US20260154830
2026-06-04
Physics
G06T7/292
In the realm of visual perception, efficient multi-object tracking is crucial, especially in applications like surveillance, animation, and vehicle navigation. Traditional approaches often rely on single-object trackers processing video frames independently, which can be computationally expensive and inefficient in crowded or occluded environments. The disclosed system aims to enhance tracking by utilizing correlation filters, enabling more effective localization and data association across frames.
The disclosed method extracts image areas from a batch of images and scales them to template sizes for efficient processing. By loading these scaled search regions into GPU memory, they can be processed in parallel, significantly boosting localization and filter update efficiency. This parallel processing capability allows for handling data from multiple images and trackers simultaneously, optimizing computational and storage resources.
The system introduces a novel approach for associating object locations using correlation response values. By determining an estimated location of an object through correlation filters, the system uses these response values as visual features, eliminating the need for separate visual feature extraction. This streamlines the process of linking object locations across frames, enhancing tracking accuracy and efficiency.

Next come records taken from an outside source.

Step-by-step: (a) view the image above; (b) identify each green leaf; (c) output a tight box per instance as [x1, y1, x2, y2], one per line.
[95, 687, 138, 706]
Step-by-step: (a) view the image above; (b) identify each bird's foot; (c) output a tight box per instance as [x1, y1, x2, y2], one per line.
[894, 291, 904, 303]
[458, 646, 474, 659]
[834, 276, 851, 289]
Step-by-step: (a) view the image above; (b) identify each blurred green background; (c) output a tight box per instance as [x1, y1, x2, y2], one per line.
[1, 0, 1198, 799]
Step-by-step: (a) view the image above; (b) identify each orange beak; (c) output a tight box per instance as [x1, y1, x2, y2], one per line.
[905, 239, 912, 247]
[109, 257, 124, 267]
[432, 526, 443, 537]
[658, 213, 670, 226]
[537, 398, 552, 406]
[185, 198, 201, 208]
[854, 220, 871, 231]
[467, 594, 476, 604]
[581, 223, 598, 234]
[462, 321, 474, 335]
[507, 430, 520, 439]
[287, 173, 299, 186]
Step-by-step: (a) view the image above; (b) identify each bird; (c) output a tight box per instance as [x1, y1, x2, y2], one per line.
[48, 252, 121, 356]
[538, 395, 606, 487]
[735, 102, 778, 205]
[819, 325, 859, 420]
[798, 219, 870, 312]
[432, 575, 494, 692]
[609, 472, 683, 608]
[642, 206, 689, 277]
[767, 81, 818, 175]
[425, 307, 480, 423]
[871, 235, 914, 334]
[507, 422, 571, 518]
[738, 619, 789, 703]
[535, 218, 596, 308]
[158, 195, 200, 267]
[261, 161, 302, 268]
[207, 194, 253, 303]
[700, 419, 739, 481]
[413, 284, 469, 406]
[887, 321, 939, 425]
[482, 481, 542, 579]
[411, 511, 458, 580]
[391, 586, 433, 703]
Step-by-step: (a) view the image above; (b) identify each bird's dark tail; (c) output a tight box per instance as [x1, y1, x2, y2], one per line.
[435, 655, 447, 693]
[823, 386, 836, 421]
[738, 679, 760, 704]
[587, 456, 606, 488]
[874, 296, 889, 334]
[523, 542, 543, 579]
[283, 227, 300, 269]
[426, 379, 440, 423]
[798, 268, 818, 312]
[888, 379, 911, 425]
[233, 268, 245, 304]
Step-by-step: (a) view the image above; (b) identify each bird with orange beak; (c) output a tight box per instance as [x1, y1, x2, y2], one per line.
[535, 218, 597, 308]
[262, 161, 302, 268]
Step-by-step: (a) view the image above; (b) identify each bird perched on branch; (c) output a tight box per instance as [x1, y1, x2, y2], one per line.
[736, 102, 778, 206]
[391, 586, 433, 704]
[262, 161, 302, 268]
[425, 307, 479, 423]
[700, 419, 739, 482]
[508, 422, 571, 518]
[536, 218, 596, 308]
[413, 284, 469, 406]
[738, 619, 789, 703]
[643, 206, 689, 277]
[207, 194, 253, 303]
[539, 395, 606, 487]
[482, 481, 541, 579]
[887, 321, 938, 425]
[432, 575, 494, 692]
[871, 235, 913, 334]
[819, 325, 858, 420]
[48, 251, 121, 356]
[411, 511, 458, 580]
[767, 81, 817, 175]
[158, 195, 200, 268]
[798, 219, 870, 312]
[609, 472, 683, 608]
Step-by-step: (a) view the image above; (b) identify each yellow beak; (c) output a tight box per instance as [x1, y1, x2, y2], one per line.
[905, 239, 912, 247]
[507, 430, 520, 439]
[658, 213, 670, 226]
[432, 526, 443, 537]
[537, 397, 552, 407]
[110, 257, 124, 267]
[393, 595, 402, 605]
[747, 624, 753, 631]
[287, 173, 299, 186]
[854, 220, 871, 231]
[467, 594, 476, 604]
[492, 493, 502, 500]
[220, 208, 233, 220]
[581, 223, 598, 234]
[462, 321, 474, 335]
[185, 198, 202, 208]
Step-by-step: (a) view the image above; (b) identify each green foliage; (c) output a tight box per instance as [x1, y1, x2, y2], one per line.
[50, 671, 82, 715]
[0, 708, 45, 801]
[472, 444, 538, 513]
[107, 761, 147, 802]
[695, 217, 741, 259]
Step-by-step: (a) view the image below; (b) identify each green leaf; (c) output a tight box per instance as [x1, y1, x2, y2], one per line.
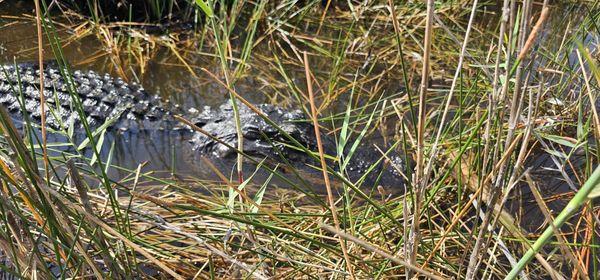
[507, 166, 600, 279]
[90, 129, 106, 166]
[227, 160, 263, 212]
[251, 168, 273, 214]
[337, 88, 354, 159]
[543, 148, 567, 159]
[342, 99, 381, 171]
[588, 183, 600, 199]
[194, 0, 214, 17]
[76, 117, 117, 151]
[540, 133, 578, 148]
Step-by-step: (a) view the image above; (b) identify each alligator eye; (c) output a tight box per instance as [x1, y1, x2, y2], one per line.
[190, 121, 204, 128]
[243, 129, 261, 140]
[244, 123, 264, 135]
[190, 116, 210, 127]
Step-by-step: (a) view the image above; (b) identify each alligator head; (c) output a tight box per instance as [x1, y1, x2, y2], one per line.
[186, 100, 406, 188]
[188, 100, 318, 159]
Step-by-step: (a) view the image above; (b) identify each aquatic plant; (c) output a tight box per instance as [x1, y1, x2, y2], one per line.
[0, 0, 597, 278]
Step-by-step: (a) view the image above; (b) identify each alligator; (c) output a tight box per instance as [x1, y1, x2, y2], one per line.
[0, 62, 404, 187]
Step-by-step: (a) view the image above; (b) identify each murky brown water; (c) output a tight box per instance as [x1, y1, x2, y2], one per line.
[0, 17, 265, 108]
[0, 2, 287, 183]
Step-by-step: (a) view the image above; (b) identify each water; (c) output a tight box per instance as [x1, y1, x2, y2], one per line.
[0, 2, 598, 195]
[0, 9, 267, 108]
[0, 2, 598, 277]
[0, 2, 287, 186]
[0, 2, 408, 192]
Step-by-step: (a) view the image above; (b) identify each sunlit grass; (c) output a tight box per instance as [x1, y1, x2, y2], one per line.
[0, 0, 598, 279]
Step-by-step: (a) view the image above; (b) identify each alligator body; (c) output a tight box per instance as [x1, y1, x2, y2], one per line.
[0, 62, 404, 187]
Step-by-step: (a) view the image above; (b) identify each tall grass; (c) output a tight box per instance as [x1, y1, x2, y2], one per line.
[0, 0, 598, 278]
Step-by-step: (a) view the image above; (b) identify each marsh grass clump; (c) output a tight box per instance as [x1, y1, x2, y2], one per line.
[54, 0, 199, 23]
[0, 0, 598, 278]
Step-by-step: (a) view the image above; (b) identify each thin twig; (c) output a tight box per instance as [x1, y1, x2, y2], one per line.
[524, 173, 588, 280]
[409, 0, 435, 274]
[33, 0, 50, 187]
[304, 51, 355, 279]
[319, 223, 446, 280]
[516, 7, 550, 61]
[422, 0, 479, 201]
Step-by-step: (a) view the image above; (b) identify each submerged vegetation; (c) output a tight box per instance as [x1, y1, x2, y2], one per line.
[0, 0, 598, 279]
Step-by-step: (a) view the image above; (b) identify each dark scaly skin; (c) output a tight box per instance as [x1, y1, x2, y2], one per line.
[0, 62, 405, 186]
[0, 62, 184, 131]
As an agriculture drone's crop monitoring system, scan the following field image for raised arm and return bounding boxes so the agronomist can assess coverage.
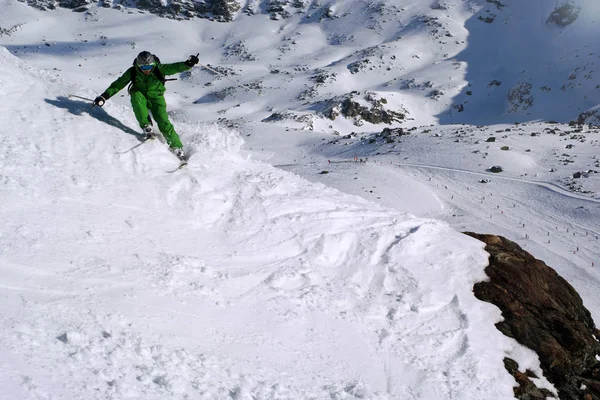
[158,54,199,76]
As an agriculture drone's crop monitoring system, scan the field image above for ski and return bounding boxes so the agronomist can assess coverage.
[165,147,188,173]
[115,134,187,172]
[166,159,188,173]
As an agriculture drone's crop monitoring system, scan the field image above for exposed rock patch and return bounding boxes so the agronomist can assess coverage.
[508,81,534,113]
[547,2,580,27]
[320,92,406,126]
[465,233,600,400]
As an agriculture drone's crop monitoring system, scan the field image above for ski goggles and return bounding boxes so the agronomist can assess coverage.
[138,63,155,71]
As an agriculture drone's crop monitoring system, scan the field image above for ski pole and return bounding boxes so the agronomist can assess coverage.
[199,63,262,95]
[68,94,95,102]
[68,94,99,109]
[68,94,96,109]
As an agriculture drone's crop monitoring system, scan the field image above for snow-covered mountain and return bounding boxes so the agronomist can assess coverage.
[2,0,600,398]
[5,0,600,130]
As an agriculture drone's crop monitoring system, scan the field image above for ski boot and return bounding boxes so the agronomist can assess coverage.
[172,147,187,162]
[143,124,155,140]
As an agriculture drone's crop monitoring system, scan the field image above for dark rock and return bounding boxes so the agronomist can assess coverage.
[547,3,580,27]
[18,0,241,20]
[427,89,444,100]
[266,0,292,19]
[347,59,370,74]
[577,110,600,127]
[504,358,555,399]
[320,93,406,125]
[488,165,503,173]
[573,171,597,179]
[381,127,409,136]
[465,233,600,400]
[487,0,506,10]
[56,333,68,343]
[508,81,534,112]
[208,0,241,22]
[478,15,495,23]
[431,1,449,10]
[339,98,403,124]
[486,137,496,142]
[58,0,89,8]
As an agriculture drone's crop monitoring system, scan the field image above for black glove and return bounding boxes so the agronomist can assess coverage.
[94,95,106,107]
[185,54,199,67]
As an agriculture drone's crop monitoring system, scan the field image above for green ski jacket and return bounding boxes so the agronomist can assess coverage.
[102,62,191,100]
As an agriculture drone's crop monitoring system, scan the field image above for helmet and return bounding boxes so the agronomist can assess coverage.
[135,51,156,66]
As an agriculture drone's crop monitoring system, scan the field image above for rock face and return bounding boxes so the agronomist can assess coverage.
[465,233,600,400]
[17,0,241,21]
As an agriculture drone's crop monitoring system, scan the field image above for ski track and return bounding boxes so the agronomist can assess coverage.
[398,162,600,206]
[396,164,600,320]
[267,136,600,322]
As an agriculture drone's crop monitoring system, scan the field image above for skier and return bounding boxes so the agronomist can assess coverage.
[93,51,199,161]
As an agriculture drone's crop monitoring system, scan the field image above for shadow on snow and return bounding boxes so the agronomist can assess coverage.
[45,96,144,141]
[435,1,600,126]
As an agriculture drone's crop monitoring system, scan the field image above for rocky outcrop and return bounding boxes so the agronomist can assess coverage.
[507,81,534,113]
[320,92,406,126]
[577,109,600,127]
[261,91,408,131]
[547,2,580,27]
[17,0,241,21]
[465,233,600,400]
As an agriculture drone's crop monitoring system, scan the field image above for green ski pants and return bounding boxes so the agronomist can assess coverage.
[130,91,183,149]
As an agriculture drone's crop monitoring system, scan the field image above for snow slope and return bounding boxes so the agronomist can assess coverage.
[0,47,557,399]
[3,0,600,398]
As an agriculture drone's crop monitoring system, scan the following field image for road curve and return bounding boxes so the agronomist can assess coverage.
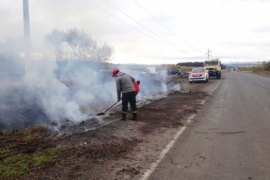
[148,71,270,180]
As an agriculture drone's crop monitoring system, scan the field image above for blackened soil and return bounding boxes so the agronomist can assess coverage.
[1,86,208,180]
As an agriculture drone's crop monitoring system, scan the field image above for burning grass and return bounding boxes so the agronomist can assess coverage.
[0,126,66,180]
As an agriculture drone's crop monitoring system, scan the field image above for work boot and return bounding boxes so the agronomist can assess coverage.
[131,113,137,121]
[120,113,126,121]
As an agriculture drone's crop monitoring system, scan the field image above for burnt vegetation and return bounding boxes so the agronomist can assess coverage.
[1,30,209,178]
[0,87,208,179]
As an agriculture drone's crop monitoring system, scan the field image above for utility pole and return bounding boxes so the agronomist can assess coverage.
[23,0,31,58]
[206,49,211,61]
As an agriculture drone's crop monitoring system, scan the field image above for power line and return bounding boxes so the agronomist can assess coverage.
[84,0,163,44]
[133,0,204,53]
[101,0,186,53]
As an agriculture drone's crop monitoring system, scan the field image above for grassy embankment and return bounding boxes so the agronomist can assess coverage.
[0,126,66,180]
[239,65,270,78]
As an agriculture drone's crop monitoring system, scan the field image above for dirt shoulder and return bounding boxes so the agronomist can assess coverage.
[0,77,209,180]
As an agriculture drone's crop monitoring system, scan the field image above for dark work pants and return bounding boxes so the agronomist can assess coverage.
[122,91,137,114]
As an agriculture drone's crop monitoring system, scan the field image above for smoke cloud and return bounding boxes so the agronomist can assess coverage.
[0,36,179,131]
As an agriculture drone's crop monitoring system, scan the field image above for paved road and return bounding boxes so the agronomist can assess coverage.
[148,71,270,180]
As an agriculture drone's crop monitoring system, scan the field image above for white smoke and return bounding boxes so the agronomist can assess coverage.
[0,36,180,131]
[0,39,117,130]
[115,66,180,103]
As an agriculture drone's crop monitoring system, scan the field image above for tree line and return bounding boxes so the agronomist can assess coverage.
[262,61,270,71]
[176,62,204,67]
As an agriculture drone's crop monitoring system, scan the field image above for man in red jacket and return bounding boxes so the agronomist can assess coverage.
[112,68,137,121]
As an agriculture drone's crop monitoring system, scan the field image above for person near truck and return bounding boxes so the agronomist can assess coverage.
[112,68,137,121]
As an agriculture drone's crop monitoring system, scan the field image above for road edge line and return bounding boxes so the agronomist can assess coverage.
[209,80,222,95]
[139,114,196,180]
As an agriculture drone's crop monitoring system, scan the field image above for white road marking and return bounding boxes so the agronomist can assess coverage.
[259,87,266,93]
[209,81,222,95]
[139,114,196,180]
[140,79,222,180]
[200,100,206,105]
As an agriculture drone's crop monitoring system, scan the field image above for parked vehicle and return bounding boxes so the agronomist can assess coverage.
[167,69,182,76]
[204,59,221,79]
[189,67,209,83]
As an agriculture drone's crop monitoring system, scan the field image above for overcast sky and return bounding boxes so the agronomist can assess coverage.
[1,0,270,64]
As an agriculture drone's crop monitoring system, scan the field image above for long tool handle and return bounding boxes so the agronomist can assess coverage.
[104,101,119,113]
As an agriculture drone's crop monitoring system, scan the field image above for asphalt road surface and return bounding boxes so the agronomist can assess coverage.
[148,71,270,180]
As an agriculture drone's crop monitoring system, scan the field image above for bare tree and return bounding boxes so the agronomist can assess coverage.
[96,44,114,62]
[45,28,114,61]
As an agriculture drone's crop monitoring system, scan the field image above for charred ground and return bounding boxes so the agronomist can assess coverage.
[0,77,208,180]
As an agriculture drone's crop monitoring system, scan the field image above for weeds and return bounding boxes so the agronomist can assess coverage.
[0,126,65,179]
[33,147,64,167]
[0,154,30,179]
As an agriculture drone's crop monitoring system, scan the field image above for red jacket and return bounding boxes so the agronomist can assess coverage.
[134,81,140,96]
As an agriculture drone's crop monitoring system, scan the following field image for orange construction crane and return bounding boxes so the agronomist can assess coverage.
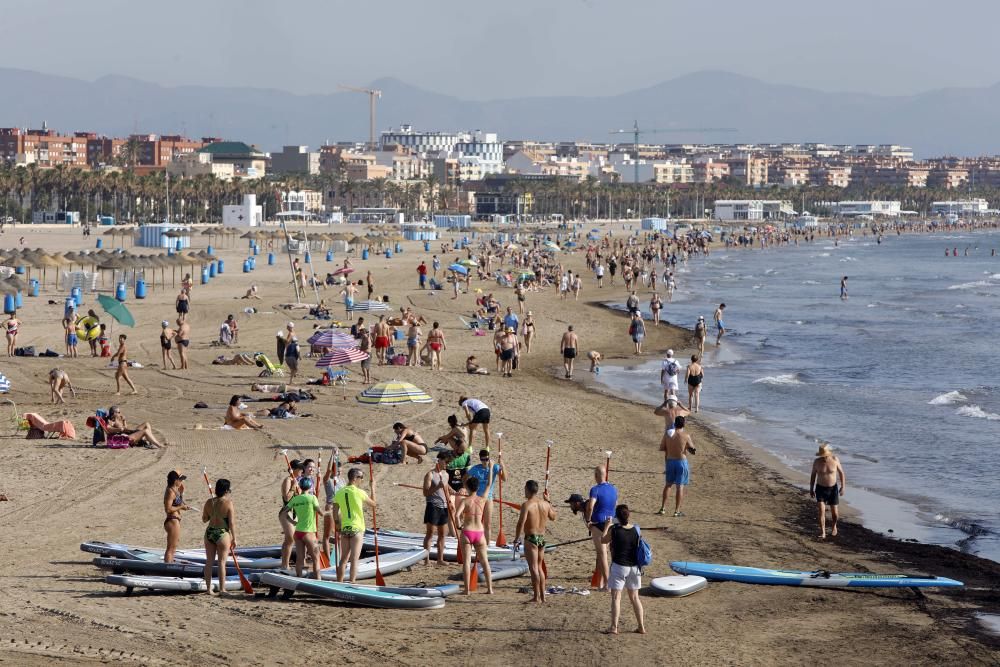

To improve the learning of correlation filters, the system employs focused windowing and occlusion maps. Focused windowing applies a Gaussian filter to blur the background around a target object, reducing background influence while maintaining context. Occlusion maps mask or blur occlusions, allowing the correlation filter to focus on unobstructed parts of the target object. These techniques ensure robust learning and tracking, even in complex environments.
The disclosed methods are applicable across various perception-based systems, including automotive, robotics, and smart area monitoring. By making image areas more homogenous and leveraging GPU parallelization, the system enhances processing efficiency. These improvements are adaptable to both autonomous and semi-autonomous vehicles, as well as other machine systems, providing a versatile solution for modern object tracking challenges.